Наука — это работа, не больше и не меньше. И мы продолжим ее делать, пока солнце встает на востоке, а недели сменяют друг друга, складываясь в месяцы. Я ощущаю тепло того же сияющего солнца, которое светит и лесу, и всему зеленому миру, но в глубине души знаю: я не растение. Скорее уж муравей, устремляющийся на поиски и добычу отдельных сухих иголок. Он переносит их на своей спине, одну за другой, через весь лес — и понемногу добавляет в гору игл настолько большую, что мне удается целиком вообразить лишь крошечный ее уголок.
Я — ученый. Просто муравей — незначительный и безымянный, — но я сильнее, чем кажусь, и являюсь частью чего-то существенно большего. Вместе мы строим нечто, способное вызвать удивление у внуков наших внуков, а в процессе то и дело сверяемся с весьма неточными указаниями, оставленными дедами наших дедов. Оставаясь маленькой живой частичкой научного сообщества, я просиживала бессчетные ночи в темноте, жгла свечи и с ноющим сердцем наблюдала за доселе неизвестным мне миром. Как и любому исследователю, на протяжении веков становившемуся хранителем драгоценных тайн, мне нужно было с кем-то поделиться этим знанием.
Эпилог
Растения не похожи на нас — причем в самых основополагающих аспектах. Если я возьмусь перечислять различия между растениями и животными, передо мной развернутся такие горизонты, до которых я вряд ли доберусь. Вероятно, я десятилетиями изучала растения именно для того, чтобы все же признать: мы никогда не сможем их понять. Только учитывая их безграничную инаковость, мы можем быть уверены, что не проецируем на объект исследования самих себя. И лишь тогда наконец начинаем понимать, что же происходит на самом деле.
Наш мир незаметно приходит в упадок. Человеческая цивилизация низвела значение растений, царство которых насчитывает 400 миллионов лет, до трех вещей: еды, лекарств и древесины. Одержимые стремлением заполучить их как можно больше и сделать все это еще более полезным и разнообразным, мы привели мир растений в такое бедственное состояние, какого он не достиг бы и за миллионы лет природных катастроф. Всюду, словно безумные грибницы, расползаются побеги дорог, а канавы на их обочинах становятся могилами для миллионов видов растений, уничтоженных во имя прогресса. Современная планета Земля — наглядное воплощение сказки доктора Сьюза: начиная с 1990-го мы каждый год оставляем за собой больше восьми миллиардов новых пней. Если продолжать рубить здоровые деревья такими темпами, не пройдет и шестисот лет, как не останется ничего, кроме этих пеньков. Моя работа заключается в том, чтобы доказать: наше время — время великой трагедии природы, но и сейчас о ней кто-то пытается заботиться.

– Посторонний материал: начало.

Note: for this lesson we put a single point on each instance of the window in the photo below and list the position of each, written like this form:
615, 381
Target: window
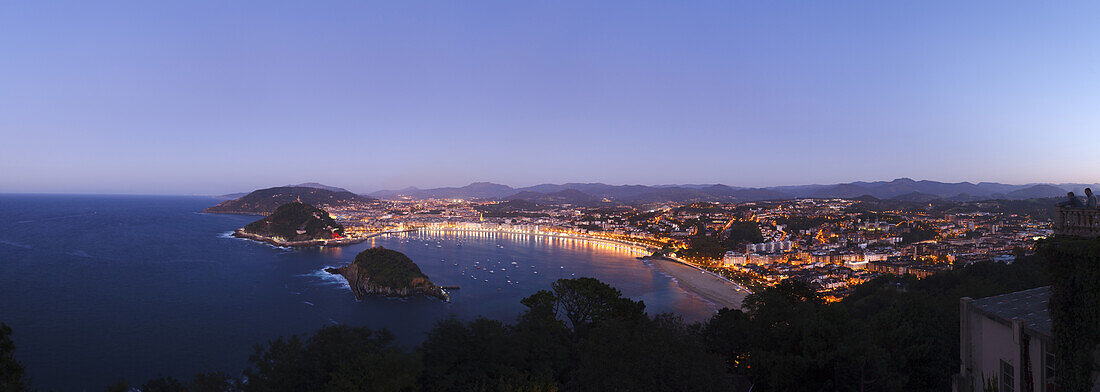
1008, 377
1048, 370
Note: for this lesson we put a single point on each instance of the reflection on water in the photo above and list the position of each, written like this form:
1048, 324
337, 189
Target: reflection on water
166, 291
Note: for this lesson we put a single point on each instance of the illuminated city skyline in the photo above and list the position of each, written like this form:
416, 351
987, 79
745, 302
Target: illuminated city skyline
210, 98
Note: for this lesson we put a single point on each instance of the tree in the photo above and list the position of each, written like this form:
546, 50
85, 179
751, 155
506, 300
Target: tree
585, 301
336, 358
11, 372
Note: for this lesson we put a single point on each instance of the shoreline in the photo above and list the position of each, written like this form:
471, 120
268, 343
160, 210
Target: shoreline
708, 286
340, 242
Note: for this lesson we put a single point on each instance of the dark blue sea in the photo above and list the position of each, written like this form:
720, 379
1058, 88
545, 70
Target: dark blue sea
105, 287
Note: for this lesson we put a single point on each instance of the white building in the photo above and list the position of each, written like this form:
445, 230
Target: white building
1005, 339
733, 258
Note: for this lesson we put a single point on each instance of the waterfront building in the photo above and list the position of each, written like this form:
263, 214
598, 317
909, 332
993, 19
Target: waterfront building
1005, 340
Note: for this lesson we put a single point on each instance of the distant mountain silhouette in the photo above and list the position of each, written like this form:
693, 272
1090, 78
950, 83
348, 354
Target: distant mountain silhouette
1035, 192
901, 188
264, 202
319, 186
915, 196
564, 196
308, 185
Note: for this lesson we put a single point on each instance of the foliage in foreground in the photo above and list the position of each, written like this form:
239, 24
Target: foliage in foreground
892, 334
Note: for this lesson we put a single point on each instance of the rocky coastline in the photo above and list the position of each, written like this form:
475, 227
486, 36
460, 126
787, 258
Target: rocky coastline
380, 271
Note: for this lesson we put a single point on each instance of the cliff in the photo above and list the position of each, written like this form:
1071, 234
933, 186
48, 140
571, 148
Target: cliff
386, 272
263, 202
294, 222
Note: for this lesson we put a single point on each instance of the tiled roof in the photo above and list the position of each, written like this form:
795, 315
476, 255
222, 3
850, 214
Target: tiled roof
1029, 306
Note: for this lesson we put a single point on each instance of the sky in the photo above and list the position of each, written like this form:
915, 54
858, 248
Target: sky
195, 97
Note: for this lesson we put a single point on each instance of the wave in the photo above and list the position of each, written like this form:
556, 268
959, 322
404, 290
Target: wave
80, 253
325, 279
55, 218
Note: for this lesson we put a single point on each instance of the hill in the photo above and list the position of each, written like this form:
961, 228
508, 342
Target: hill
386, 272
565, 196
263, 202
295, 221
320, 186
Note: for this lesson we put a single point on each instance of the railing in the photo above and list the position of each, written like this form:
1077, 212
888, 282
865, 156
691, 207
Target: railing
1077, 221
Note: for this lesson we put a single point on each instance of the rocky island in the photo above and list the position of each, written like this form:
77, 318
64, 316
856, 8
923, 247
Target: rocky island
264, 202
296, 225
386, 272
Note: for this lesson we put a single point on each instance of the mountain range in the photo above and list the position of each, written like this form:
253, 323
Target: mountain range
905, 189
263, 202
587, 193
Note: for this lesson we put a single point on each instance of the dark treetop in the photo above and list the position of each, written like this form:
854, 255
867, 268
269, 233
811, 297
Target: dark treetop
387, 272
267, 200
296, 221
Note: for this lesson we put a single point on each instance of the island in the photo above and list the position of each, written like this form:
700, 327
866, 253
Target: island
264, 202
386, 272
296, 225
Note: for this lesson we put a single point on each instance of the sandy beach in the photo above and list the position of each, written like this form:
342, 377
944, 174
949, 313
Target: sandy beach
703, 284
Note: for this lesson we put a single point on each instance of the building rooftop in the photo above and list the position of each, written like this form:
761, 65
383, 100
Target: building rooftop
1029, 306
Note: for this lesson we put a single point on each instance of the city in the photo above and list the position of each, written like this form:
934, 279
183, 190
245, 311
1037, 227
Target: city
563, 196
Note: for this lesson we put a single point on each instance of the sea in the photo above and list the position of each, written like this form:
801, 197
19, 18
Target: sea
101, 287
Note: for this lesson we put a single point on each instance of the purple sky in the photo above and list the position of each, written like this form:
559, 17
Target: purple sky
205, 98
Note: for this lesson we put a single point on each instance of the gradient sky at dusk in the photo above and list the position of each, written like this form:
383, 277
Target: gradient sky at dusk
229, 96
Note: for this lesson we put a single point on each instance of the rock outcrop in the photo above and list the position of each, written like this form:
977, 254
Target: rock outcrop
381, 271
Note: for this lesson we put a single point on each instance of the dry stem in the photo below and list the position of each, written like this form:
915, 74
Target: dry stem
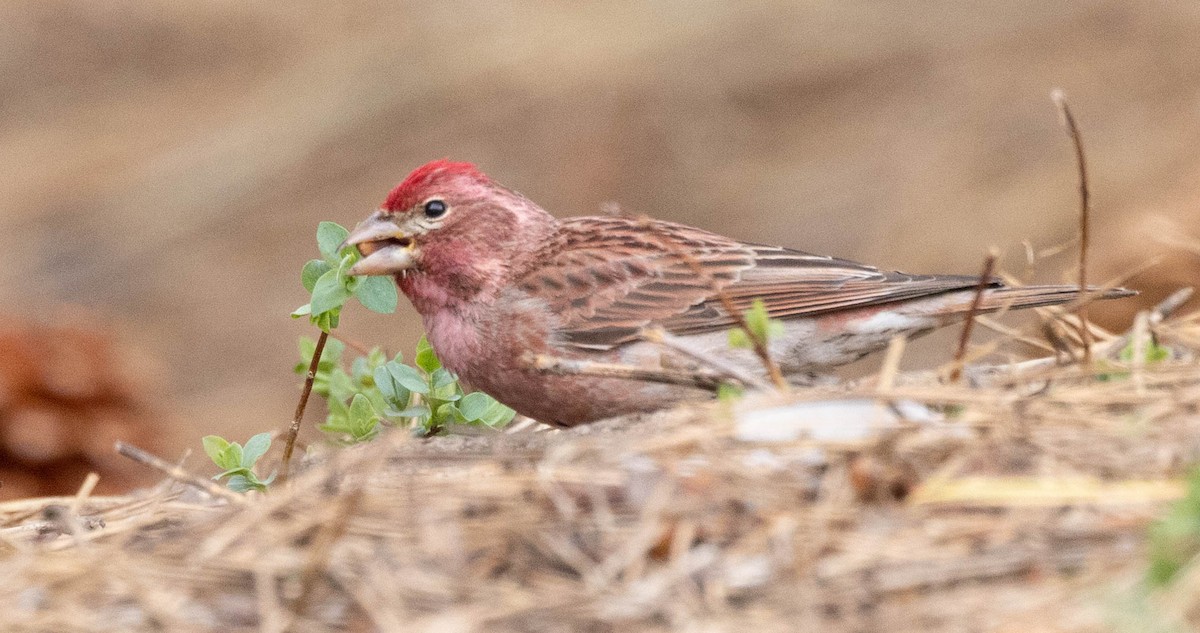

Во многих языках мира прилагательное «зеленый» этимологически связано с глаголом «расти». При исследовании свободных ассоциаций участники соотносили слово «зеленый» с концепцией роста, спокойствием, миром и позитивным настроем. Наблюдения показали: даже мимолетный проблеск зелени повышает творческое начало, привносимое людьми в простейшие задачи. Но, если на нашу планету посмотреть из космоса, она с каждым годом становится все менее зеленой. В плохие дни кажется, что за время моей жизни глобальных проблем стало только больше, и горло сжимает величайший неотступный страх. Неужели мы покинем этот мир, а наши наследники останутся стоять на горе щебня — голодные и больные, измученные войной не меньше нас, но лишенные даже крохотной радости и обещания мира, которые несут зеленые листья? В хорошие дни я чувствую, что могу это изменить.